Houllebecq è bravissimo nel delineare una tipologia sociologico-culturale che oggi, seppure minoranza, ha assunto il controllo della civiltà occidentale neocapitalista: col Sessantotto («“a quell’epoca erano tutti di sinistra”») «l’opzione edonistica-libidica d’origine nordamericana trovò un valido sostegno negli organi di stampa d’ispirazione libertaria […]; benché sostanzialmente collocate in una prospettiva politica di contestazione del capitalismo, quelle riviste concordavano con l’industria del divertimento quantomeno sull’essenziale: distruzione dei valori morali giudaico-cristiani, apologia della gioventù e della libertà individuale».
Se «coppia e famiglia rappresentavano l’ultima isola di comunismo primitivo in seno alla società liberale […] la liberazione sessuale ebbe come effetto la distruzione di queste comunità intermedie, le ultime a separare l’individuo dal mercato». Lo scrittore francese non usa mezzi termini: «“Non c’è niente di peggio del femminismo…” […] “Quelle imbecilli […] nel giro di qualche anno riuscivano a trasformare in nevrotici gli uomini che avevano attorno. […] Sicché finiva che piantavano il loro uomo e andavano a farsi scopare da qualche macho latino.

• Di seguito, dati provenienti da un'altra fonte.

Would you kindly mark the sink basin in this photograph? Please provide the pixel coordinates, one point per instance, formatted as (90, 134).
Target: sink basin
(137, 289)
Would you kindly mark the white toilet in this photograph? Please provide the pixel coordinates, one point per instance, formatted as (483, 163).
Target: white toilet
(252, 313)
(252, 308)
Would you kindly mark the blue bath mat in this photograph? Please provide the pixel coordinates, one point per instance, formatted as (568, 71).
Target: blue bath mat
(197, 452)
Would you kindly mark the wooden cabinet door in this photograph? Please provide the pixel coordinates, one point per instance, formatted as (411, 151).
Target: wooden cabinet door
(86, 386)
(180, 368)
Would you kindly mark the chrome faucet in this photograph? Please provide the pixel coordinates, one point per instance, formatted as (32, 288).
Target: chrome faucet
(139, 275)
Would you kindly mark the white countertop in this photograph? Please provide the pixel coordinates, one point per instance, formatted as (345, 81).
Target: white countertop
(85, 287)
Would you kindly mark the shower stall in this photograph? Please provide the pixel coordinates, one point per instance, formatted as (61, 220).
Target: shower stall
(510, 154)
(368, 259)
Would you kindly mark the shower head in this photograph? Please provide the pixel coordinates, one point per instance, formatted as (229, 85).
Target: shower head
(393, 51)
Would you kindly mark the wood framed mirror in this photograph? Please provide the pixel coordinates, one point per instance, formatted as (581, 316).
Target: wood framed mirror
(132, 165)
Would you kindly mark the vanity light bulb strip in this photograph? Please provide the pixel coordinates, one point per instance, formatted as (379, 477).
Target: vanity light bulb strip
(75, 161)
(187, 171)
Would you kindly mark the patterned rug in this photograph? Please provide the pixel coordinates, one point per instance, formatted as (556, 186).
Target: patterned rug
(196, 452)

Mi ha sempre colpito l’attrazione che le intellettuali provano nei confronti di bruti, magnaccia e imbecilli”». Al «bisogno di certezza razionale, l’Occidente ha sacrificato tutto: la sua religione, la sua felicità, le sue speranze, in sostanza ha sacrificato la sua stessa vita. […] Attualmente l’Islam – di gran lunga la più ottusa, la più falsa e la più oscurantista di tutte le religioni – sembra guadagnare terreno». Vuoto spirituale, distacco dall’umanità e dalla realtà, privilegi da casta, consumismo sessuale… Una tale società, una tale cultura, potrà mai resistere o quanto meno opporsi alla spinta fortemente espansiva di altre civiltà ben più strutturate e aggressive, quali quelle islamica, cinese, indiana?